Et puis il y a le cas étrange de la bouteille de vin la plus chère jamais vendue. En 1989, William Sokolin, un négociant en vins de New York, avait une bouteille de Château Margaux 1787, portant également les initiales de Jefferson, en consignation chez son propriétaire anglais. Il en demandait 500 000 dollars, mais n’avait reçu aucune offre en liquide lorsqu’il l’a emmenée à un dîner de Château Margaux au restaurant Four Seasons. (Pourquoi coûterait-il beaucoup plus cher que le Lafite 1787 ? Il n’était pas plus cher que le Lafite, mais Sokolin en demandait 500 000 $. Je ne pense pas qu’il s’attendait à obtenir cette somme et il n’avait reçu aucune offre au moment de l’accident. Cependant, le simple fait de demander une telle somme a généré beaucoup de publicité, ce qui, selon certains, était le but de l’exercice. Il a toutefois obtenu 225 000 dollars de la compagnie d’assurance, ce qui, selon lui, fait d’elle la bouteille la plus chère du monde, même si elle n’a jamais été vendue. En dehors de tout le reste, c’est une histoire amusante sur une bouteille très chère, quelle que soit la façon dont vous l’évaluez).

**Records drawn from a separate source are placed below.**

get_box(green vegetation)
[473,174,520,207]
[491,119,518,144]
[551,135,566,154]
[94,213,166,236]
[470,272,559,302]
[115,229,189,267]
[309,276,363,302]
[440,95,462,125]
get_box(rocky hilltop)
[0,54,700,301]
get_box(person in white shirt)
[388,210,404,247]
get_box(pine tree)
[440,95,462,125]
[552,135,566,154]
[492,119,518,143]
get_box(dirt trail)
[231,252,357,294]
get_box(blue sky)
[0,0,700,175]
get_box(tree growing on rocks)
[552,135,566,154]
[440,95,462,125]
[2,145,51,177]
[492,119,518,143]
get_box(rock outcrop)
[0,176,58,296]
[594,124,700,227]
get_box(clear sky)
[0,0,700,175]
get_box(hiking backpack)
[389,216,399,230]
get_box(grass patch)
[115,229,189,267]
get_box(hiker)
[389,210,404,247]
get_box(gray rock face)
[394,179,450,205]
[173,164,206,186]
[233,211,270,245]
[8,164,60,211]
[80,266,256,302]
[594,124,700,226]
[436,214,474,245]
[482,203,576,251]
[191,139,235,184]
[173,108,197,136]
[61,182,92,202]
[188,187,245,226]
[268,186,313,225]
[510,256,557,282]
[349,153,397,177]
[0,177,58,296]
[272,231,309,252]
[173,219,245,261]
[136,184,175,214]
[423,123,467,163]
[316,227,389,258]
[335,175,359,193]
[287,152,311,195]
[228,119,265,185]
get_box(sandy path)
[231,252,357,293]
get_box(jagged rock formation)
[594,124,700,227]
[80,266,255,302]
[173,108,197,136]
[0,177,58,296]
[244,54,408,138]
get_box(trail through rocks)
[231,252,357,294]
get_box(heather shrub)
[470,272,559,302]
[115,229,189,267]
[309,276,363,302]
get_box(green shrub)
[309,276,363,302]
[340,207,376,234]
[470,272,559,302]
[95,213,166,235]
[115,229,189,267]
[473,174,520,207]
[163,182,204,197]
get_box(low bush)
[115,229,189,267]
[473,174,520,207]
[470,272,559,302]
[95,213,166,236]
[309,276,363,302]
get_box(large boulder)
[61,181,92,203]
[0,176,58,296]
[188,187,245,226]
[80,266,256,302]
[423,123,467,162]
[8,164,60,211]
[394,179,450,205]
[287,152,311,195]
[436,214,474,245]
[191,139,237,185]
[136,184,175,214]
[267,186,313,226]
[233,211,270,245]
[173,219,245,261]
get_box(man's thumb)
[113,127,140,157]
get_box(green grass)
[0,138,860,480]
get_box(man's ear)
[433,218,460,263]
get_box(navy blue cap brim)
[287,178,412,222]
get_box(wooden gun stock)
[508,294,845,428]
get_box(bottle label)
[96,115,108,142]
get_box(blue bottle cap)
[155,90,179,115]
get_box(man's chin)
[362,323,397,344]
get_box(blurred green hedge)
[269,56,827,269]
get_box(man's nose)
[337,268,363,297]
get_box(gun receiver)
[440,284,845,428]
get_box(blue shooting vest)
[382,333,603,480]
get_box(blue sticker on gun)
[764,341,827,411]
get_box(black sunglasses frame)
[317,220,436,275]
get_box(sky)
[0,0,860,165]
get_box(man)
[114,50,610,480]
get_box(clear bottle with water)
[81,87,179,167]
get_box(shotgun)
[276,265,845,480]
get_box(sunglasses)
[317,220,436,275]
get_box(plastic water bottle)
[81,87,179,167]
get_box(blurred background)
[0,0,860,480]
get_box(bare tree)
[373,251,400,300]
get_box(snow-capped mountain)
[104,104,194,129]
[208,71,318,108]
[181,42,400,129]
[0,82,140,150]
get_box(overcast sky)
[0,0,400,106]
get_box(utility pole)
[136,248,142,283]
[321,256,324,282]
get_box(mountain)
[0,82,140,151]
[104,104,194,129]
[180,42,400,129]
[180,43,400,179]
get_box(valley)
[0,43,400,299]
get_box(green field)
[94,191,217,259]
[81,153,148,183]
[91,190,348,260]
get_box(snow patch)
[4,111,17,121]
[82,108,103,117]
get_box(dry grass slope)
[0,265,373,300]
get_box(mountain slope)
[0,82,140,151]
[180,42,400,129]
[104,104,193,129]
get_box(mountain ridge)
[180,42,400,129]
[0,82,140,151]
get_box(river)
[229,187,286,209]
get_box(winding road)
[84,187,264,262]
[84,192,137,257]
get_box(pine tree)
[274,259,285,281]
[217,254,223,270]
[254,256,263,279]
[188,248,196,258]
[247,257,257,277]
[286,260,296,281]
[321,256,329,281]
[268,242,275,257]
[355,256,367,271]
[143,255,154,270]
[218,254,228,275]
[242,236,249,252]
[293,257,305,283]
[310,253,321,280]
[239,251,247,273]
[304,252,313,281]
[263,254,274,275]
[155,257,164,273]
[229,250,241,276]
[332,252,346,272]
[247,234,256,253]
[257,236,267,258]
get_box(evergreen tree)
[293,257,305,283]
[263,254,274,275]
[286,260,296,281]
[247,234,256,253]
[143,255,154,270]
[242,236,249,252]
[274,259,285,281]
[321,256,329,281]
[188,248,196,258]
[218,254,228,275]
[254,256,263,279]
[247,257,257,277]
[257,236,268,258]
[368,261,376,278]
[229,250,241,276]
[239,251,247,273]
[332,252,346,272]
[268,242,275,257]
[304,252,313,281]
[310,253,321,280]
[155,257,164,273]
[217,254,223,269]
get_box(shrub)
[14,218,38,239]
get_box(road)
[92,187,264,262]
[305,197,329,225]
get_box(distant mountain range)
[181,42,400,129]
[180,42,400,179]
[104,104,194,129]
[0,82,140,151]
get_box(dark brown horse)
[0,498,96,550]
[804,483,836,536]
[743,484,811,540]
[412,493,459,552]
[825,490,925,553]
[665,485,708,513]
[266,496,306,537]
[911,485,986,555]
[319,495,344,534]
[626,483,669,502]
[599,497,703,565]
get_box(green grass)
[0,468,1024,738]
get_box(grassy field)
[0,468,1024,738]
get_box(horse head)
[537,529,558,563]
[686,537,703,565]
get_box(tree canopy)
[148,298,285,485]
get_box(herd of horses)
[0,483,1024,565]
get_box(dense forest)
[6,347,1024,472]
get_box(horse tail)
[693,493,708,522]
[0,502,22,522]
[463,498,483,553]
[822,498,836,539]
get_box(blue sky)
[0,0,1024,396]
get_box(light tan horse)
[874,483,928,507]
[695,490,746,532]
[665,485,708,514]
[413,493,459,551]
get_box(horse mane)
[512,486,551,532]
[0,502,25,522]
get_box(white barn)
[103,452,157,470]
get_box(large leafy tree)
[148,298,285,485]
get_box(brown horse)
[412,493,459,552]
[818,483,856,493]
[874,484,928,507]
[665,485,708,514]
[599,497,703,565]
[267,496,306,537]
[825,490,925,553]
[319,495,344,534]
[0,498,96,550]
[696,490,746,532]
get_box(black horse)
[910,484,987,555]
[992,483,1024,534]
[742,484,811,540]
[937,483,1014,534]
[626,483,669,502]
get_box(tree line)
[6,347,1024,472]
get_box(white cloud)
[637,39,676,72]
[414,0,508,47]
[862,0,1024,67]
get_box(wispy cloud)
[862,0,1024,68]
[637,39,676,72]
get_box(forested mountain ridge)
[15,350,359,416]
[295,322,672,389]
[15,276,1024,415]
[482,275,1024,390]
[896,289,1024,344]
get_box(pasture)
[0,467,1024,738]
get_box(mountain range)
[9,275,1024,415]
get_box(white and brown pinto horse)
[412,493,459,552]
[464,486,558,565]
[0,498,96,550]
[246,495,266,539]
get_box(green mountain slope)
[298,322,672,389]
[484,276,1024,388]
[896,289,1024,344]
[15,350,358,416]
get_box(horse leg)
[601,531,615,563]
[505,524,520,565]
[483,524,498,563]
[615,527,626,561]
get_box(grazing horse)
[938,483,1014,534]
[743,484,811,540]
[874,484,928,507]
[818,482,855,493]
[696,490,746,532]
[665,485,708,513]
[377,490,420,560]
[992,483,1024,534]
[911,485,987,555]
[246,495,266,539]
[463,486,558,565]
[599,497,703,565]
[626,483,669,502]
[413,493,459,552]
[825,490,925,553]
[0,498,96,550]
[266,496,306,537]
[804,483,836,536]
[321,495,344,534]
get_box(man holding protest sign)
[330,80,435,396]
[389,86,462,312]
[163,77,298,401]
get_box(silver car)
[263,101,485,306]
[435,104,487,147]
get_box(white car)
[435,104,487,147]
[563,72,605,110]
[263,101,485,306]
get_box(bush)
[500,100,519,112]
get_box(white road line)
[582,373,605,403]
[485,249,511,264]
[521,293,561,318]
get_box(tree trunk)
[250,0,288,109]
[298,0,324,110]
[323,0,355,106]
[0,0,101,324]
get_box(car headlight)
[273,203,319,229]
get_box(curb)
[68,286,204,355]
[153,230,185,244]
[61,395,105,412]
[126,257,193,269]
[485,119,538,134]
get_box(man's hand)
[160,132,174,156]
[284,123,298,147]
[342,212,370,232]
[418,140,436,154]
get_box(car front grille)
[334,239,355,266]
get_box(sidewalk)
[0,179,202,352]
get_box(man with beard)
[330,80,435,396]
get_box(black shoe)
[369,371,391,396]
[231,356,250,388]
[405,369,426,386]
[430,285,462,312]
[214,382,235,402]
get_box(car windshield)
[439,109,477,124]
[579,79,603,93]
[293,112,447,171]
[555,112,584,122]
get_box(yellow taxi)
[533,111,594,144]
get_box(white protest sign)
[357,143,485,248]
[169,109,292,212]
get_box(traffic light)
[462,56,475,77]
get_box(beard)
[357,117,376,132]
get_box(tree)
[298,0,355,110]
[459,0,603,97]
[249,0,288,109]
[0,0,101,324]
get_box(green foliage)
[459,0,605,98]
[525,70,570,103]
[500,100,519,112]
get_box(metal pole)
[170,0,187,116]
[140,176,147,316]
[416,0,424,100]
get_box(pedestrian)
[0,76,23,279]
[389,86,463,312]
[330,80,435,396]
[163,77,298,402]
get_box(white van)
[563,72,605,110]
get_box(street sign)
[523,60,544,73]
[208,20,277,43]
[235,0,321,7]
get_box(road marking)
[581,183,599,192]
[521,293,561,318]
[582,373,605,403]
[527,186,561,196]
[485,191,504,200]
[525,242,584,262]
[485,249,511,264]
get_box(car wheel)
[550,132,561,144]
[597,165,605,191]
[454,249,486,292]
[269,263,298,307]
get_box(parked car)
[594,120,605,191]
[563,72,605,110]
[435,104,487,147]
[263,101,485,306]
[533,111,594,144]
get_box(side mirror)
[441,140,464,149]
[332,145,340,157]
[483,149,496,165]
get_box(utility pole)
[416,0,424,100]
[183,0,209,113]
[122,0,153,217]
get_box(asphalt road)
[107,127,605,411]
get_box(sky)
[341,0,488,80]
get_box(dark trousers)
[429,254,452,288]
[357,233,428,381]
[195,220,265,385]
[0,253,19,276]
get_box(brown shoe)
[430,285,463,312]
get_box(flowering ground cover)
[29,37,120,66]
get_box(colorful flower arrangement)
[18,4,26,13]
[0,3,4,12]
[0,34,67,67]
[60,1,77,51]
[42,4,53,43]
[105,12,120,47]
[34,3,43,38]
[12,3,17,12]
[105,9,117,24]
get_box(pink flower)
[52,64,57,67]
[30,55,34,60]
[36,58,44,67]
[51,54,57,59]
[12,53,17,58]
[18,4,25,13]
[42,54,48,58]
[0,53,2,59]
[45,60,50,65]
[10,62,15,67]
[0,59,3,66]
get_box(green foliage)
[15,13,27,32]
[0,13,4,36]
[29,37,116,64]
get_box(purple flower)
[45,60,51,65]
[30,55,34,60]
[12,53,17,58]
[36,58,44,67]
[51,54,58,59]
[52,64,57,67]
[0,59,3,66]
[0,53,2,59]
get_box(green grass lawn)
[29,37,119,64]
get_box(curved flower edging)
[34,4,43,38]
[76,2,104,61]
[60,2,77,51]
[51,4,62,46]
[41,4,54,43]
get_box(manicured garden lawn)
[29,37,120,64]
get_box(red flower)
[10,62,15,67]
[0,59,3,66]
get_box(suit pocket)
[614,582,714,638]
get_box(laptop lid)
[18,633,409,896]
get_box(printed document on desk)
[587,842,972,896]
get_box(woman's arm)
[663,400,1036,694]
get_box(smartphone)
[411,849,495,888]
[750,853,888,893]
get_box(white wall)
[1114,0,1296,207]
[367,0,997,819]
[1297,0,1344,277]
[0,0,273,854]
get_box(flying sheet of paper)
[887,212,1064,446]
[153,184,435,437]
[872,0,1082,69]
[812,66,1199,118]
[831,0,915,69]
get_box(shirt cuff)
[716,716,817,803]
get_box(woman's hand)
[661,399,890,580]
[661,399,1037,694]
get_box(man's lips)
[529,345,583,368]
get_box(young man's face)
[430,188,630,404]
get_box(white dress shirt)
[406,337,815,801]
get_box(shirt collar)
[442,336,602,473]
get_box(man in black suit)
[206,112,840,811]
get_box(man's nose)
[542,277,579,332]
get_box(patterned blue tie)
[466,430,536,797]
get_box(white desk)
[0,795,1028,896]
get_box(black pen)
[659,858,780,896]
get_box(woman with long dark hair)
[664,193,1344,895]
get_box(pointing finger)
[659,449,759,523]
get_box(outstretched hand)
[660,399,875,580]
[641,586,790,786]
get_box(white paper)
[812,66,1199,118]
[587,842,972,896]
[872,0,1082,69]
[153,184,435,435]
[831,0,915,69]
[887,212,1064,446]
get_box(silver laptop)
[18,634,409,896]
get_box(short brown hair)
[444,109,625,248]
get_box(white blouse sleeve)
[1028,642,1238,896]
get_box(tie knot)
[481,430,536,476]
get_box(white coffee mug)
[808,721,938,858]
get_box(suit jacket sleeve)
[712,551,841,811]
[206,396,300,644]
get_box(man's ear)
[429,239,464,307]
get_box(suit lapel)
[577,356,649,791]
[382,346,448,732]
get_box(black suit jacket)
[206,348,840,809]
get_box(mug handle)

À la fin de la soirée, il s’apprêtait à partir quand un serveur portant un plateau à café a heurté la bouteille, la brisant. Heureusement, Sokolin a eu la prévoyance d’assurer son précieux vin, et a partagé le versement de 225 000 dollars avec le propriétaire, ce qui en fait la bouteille de vin cassée la plus chère du monde. L’histoire ne nous dit pas ce qui est arrivé au malheureux serveur.
Ce que tous ces vins ont en commun, qu’il s’agisse de l’imbuvable 1787 Lafite ou de l’éminemment buvable 1945 Mouton, et ce qui leur fait commander des prix aussi astronomiques, c’est leur valeur de rareté.
Le monde semble avoir un appétit toujours plus grand pour la collection de vieilles choses inhabituelles, qu’il s’agisse de cartes de baseball, de meubles en Formica des années 1950 ou de souvenirs de trains à vapeur, et il est tout à fait naturel que les vins rares soient soumis à cette même manie de collection.
Maintenant, avec de plus en plus de gens qui découvrent les plaisirs de boire du vin, en particulier les nouveaux riches de Chine et d’Asie de l’Est, les prix de tous les vins fins vont continuer à augmenter et ce ne sera qu’une question de temps avant que la bouteille de M. Jefferson, et plusieurs autres de notre liste, ne voient leurs prix formellement hors de prix, car des collectionneurs toujours plus riches et toujours plus déterminés se font concurrence pour cette seule bouteille de vin incontournable.